The Demonization of Cannabis

Arguably, the first official attempt to control and regulate the use of marijuana as a narcotic came in 1906 with the Pure Food and Drug Act which enforced a system of labeling for over-the-counter cannabis products. By this time, cannabis was being used regularly in medicines and was a staple of any decent pharmacy. But the true demonization of marijuana in the U.S. directly followed the 1910 Mexican Revolution. An influx of Mexican immigrants resulted in a xenophobic atmosphere (sound familiar?) with anti-drug zealots going into full scaremongering mode. These angry post-prohibitionists often scapegoated immigrants, blaming them (and their partiality to a drug with an exotic name) for brutal crimes. Strained relations between Mexicans and U.S. citizens hadn’t always resulted in negativity for cannabis. While fighting in the Mexican-American war, future U.S. president Franklin Pierce noted that his introduction to smoking weed was “about the only good thing” about the conflict.

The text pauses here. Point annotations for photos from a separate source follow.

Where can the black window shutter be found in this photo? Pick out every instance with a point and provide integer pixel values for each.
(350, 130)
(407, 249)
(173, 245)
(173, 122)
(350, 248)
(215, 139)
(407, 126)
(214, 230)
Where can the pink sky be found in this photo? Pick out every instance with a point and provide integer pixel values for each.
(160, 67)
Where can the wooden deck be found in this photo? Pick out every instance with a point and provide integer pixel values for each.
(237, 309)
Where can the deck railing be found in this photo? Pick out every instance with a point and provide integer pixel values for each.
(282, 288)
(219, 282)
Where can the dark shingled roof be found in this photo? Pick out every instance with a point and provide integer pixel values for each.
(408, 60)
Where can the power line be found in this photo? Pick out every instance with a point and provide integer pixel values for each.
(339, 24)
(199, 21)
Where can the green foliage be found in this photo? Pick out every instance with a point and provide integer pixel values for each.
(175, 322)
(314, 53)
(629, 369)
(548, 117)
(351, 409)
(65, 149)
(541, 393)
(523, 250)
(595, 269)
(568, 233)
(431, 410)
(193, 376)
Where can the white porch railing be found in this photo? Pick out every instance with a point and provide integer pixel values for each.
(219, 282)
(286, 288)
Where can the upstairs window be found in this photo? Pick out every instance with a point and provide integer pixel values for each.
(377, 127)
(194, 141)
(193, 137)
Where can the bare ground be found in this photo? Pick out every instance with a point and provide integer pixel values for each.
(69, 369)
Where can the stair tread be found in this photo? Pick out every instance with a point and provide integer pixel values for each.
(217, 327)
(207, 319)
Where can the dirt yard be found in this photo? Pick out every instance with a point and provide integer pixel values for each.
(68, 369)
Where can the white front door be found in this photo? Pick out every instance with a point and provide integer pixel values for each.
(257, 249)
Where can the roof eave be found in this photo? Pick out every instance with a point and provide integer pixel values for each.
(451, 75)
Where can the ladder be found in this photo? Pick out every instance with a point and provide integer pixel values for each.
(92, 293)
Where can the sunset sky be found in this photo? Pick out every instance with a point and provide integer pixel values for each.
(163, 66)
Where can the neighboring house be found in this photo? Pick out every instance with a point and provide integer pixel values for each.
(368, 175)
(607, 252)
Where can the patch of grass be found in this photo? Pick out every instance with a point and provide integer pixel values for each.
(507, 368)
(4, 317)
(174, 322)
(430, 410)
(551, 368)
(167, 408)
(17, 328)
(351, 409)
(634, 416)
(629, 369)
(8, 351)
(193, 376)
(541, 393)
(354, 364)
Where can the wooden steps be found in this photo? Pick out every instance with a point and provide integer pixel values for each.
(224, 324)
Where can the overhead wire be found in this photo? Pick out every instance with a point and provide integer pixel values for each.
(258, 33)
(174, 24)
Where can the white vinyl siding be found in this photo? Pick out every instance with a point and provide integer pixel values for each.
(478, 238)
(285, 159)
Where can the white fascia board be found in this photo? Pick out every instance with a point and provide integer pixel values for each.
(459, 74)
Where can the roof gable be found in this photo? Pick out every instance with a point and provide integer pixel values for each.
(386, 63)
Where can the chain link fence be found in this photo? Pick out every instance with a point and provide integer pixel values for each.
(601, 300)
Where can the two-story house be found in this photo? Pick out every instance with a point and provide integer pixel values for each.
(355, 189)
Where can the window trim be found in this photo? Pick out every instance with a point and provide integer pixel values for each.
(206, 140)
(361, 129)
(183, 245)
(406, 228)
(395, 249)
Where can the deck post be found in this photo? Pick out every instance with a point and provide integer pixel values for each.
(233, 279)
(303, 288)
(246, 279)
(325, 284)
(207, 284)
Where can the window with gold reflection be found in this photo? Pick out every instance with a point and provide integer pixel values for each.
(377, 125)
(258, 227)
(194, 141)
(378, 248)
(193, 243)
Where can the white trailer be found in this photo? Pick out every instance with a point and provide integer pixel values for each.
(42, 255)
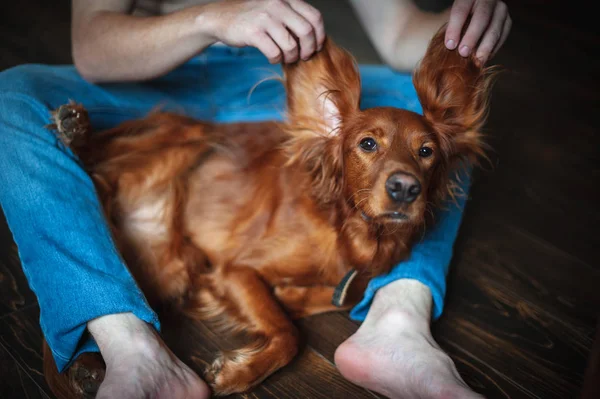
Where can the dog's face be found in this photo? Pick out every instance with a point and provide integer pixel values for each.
(389, 156)
(388, 164)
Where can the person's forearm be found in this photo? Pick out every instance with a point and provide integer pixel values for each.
(110, 46)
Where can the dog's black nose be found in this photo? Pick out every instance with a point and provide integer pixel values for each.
(403, 187)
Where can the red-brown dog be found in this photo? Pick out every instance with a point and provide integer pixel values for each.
(255, 224)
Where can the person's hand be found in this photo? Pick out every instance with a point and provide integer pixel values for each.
(280, 29)
(487, 30)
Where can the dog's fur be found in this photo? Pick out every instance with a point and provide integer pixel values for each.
(254, 224)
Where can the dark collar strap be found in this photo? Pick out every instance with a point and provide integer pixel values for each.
(339, 295)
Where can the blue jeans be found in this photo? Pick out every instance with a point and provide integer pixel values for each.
(67, 252)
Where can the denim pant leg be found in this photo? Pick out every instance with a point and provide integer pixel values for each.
(50, 203)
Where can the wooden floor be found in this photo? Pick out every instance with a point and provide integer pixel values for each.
(523, 300)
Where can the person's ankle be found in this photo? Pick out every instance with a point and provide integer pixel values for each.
(401, 300)
(123, 333)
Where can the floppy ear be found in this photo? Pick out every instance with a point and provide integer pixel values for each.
(322, 91)
(454, 93)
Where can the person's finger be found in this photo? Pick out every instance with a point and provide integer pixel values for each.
(313, 16)
(505, 32)
(265, 44)
(493, 34)
(300, 27)
(482, 14)
(458, 15)
(284, 40)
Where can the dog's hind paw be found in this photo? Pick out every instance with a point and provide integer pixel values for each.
(86, 374)
(70, 122)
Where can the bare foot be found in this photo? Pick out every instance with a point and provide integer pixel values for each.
(393, 352)
(138, 363)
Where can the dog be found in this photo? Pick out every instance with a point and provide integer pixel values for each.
(253, 225)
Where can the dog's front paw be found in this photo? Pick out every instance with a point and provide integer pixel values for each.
(70, 121)
(86, 374)
(232, 374)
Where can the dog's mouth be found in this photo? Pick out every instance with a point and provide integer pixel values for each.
(394, 216)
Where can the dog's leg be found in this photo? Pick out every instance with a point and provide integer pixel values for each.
(307, 301)
(240, 295)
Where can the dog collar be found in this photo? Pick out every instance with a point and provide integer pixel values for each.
(341, 291)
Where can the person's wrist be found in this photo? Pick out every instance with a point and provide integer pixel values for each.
(208, 24)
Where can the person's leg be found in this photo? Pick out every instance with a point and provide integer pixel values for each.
(65, 246)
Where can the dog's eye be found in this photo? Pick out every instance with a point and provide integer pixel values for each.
(368, 144)
(425, 152)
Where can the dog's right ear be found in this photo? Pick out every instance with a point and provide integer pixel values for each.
(322, 91)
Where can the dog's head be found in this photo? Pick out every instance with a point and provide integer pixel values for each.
(387, 163)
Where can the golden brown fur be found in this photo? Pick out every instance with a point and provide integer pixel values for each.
(253, 224)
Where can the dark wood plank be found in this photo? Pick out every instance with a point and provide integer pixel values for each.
(518, 331)
(14, 289)
(21, 336)
(16, 382)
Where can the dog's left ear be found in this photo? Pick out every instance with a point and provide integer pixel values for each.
(322, 91)
(454, 93)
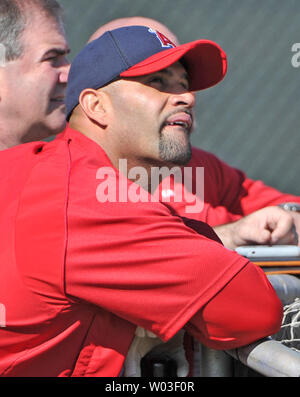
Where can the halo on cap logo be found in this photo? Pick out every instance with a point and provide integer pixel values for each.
(164, 41)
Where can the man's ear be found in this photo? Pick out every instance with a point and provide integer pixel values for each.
(94, 105)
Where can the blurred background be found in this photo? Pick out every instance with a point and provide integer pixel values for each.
(250, 120)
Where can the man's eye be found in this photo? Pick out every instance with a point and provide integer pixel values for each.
(156, 81)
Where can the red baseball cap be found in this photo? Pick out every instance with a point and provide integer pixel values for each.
(139, 50)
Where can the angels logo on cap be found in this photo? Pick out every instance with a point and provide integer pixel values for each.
(165, 42)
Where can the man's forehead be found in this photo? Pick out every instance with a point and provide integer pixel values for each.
(44, 30)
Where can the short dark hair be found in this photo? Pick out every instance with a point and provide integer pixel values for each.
(14, 19)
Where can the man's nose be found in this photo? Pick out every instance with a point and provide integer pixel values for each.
(64, 72)
(186, 98)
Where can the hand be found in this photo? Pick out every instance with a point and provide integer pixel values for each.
(296, 217)
(267, 226)
(145, 341)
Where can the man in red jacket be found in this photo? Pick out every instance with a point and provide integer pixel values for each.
(225, 194)
(33, 71)
(78, 274)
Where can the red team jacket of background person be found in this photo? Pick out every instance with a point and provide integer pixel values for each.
(77, 275)
(227, 195)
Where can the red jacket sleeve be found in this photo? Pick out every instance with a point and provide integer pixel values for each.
(228, 193)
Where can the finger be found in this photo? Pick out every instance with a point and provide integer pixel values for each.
(283, 230)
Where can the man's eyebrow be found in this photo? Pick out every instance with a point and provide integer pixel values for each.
(58, 51)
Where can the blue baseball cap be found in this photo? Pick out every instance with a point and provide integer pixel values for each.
(139, 50)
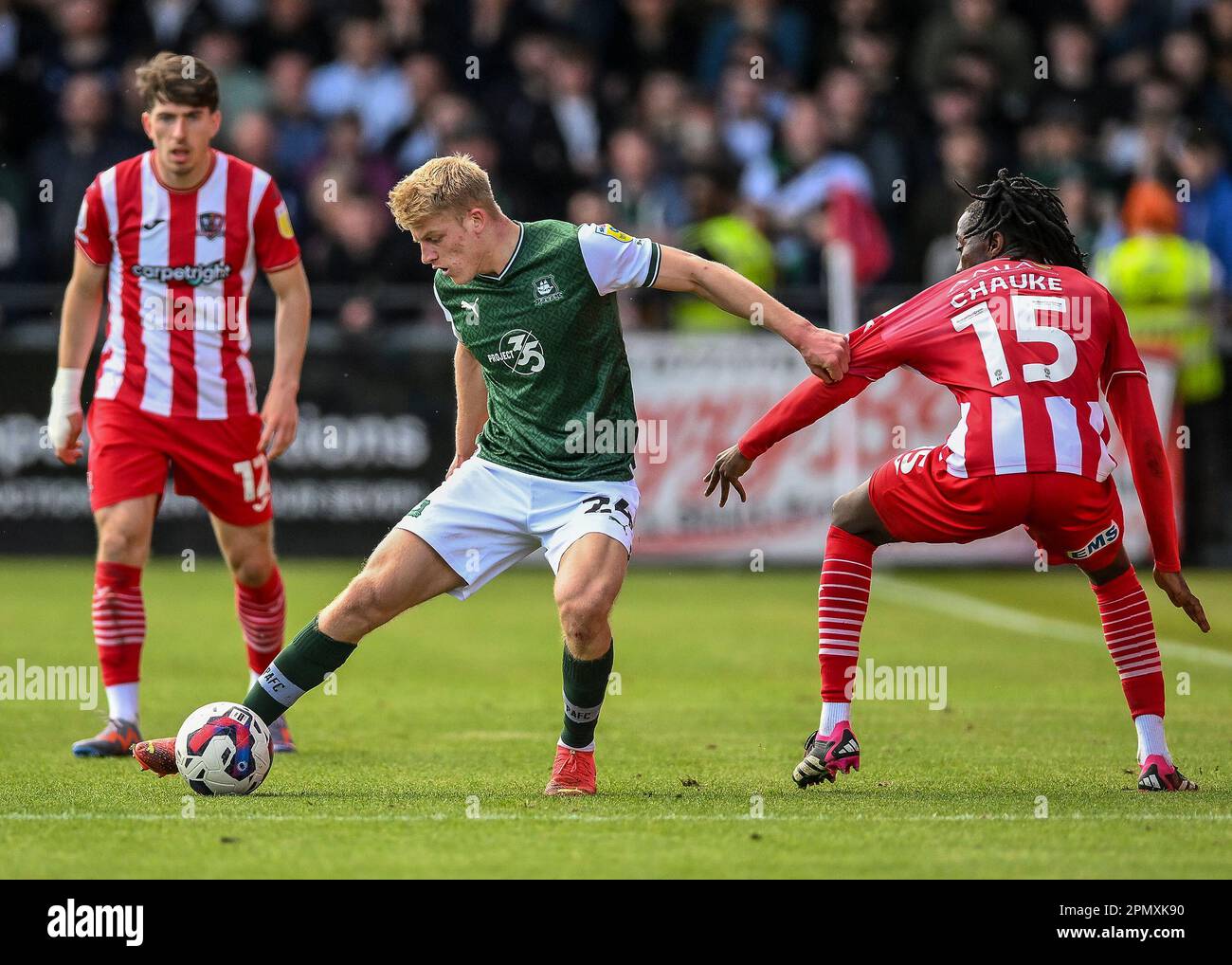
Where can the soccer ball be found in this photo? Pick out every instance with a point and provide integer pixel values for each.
(223, 748)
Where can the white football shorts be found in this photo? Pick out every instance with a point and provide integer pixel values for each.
(484, 518)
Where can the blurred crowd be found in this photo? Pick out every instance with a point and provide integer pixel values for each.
(751, 131)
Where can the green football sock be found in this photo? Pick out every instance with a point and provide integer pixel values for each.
(586, 682)
(300, 667)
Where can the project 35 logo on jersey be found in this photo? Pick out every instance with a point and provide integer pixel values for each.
(1105, 538)
(520, 350)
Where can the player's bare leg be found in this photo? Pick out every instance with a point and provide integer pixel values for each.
(402, 572)
(587, 584)
(260, 602)
(1129, 631)
(842, 602)
(118, 615)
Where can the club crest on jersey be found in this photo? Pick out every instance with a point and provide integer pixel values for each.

Hemp Regains its Traction…Momentarily

Strangely, the U.S. government appears to have had a brief relapse in a moment of possible desperation during World War II when they commissioned the short film “Hemp for Victory.” Like the Virginia Assembly hundreds of years before, the U.S. government once again urged farmers to grow as much hemp as possible. The film was vehemently denied by officials until Jack Herrer himself acquired a copy which he promptly (and publicly) donated to the Library of Congress in 1989. Much like many U.S. citizens, marijuana is a transplant not indigenous to America which draws an even stronger parallel between the plant and the country. It is believed that cannabis originated in Central Asia and its appearance on American soil is pure speculation. American author Don Williams Jr. famously proclaimed, “The road of life twists and turns and no two directions are ever the same. Yet our lessons come from the journey, not the destination.” That may not always hold true for the U.S. citizen or the cannabis plant. Rather, it’s important to note not from where the U.S. citizen came but rather that s/he is here and deeply integrated into America. And here we find yet another parallel to the cannabis plant.